A combination of Friday’s wind and storm could overload “really, really light snowpack.”
While they’ve been a boon to Utah’s ski resorts, the big storms and cold temperatures the mountains have been experiencing lately could spell a major bust upstate.
The Utah Avalanche Center issued an avalanche warning for the Bear River, Wasatch and Uinta mountain ranges Thursday afternoon through 6 a.m. Saturday in anticipation of the latest upcoming storm, which is expected to bring up to a foot of snow there between Thursday night and Friday morning.
It’s the first in a series of avalanche warnings over the next few weeks as more snowfall and wind continue to take their toll on what UAC director Mark Staples described as “a really, really light snowpack.”
“We’ll see more avalanches,” Staples said, “before it gets better.”
The light snowpack is due to a few warm days with clear skies over the past week, which changed the structure of the snow and gave it a sugar-like consistency.
Winds on Thursday, which hit more than 110mph and caused Brighton and Alta ski resorts to close for the afternoon, further eroded snowpack.
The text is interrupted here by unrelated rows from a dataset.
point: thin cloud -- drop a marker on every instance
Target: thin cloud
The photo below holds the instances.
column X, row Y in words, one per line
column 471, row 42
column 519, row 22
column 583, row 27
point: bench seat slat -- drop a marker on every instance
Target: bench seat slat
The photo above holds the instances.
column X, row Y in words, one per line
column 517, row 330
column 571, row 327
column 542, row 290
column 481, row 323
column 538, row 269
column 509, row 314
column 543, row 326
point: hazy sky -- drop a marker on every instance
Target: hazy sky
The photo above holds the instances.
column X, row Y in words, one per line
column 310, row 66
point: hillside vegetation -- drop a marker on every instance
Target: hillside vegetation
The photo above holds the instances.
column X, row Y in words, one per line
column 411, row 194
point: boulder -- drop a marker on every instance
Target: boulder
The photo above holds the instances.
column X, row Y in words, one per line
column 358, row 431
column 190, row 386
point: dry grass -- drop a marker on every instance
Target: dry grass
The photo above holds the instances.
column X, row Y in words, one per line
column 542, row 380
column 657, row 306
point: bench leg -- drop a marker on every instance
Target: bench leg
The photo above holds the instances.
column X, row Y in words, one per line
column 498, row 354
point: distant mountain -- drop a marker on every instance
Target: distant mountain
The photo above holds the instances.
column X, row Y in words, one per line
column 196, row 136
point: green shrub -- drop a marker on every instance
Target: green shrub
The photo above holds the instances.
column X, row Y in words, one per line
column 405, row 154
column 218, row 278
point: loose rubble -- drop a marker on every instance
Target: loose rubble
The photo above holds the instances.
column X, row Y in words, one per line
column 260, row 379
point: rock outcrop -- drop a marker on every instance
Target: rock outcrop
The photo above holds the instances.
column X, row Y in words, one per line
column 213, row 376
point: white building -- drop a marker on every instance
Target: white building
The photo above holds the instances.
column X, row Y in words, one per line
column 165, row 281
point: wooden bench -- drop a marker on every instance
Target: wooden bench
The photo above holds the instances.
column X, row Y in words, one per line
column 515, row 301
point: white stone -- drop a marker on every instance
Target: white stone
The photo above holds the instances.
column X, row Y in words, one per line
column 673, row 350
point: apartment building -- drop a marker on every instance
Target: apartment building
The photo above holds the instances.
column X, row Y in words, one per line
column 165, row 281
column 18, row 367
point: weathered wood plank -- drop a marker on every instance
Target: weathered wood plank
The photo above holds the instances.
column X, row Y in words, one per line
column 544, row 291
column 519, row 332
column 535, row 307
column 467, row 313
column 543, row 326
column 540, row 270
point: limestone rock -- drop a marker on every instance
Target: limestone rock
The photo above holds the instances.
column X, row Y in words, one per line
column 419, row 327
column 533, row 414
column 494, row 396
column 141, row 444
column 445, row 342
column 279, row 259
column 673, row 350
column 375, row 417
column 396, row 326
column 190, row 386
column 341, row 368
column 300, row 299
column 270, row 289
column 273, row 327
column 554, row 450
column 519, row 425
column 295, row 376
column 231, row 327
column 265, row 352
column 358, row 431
This weakened snowpack is then asked to support the weight of the fast but violent nighttime storm.
In recent days, UAC has seen several small avalanches as well as other warning signs, Staples said.
“What worries us might not be the big, dramatic avalanche trails that experienced skiers go down,” he said, “but the smaller, little steep slopes somewhere along a trail, more like for snowshoeing, [where someone] doesn’t usually expect to be able to handle this situation.”
UAC advises backcountry travelers to steer clear of slopes steeper than 30 degrees and avoid driving below slopes of that grade. It is also recommended that each person in a group going backcountry wears avalanche rescue gear and knows how to use it.
[Read more: See video of skier getting trapped in a Utah avalanche before friends dug him out]
For those interested in learning more about avalanche safety, next week the UAC will be conducting lectures, classes and presentations as part of its fourth annual Avalanche Awareness Week. The launch event will be held Monday at 4:30 p.m. at Sugar House Park and will feature free beacon training, rescue dogs and information on how to be safe in the mountains.
Though UAC’s warning lasts through 6 a.m. Saturday, Staples expects the center to issue another warning for Sunday and Monday’s storm forecast.
In the short term, the upcoming storms will increase the risk of avalanches. In the long term, however, they could be just what is needed to stabilize snowpack. As more snow accumulates at the top, it insulates and solidifies the snow below.
“Dangerous conditions early in the season are not uncommon in the Wasatch Mountains,” he said. “And then that’s the light at the end of the tunnel, so to speak. [Because] We can get some really consistent big storms, and when we get those, things can turn around. We can have great fun deep conditions that are a lot safer.”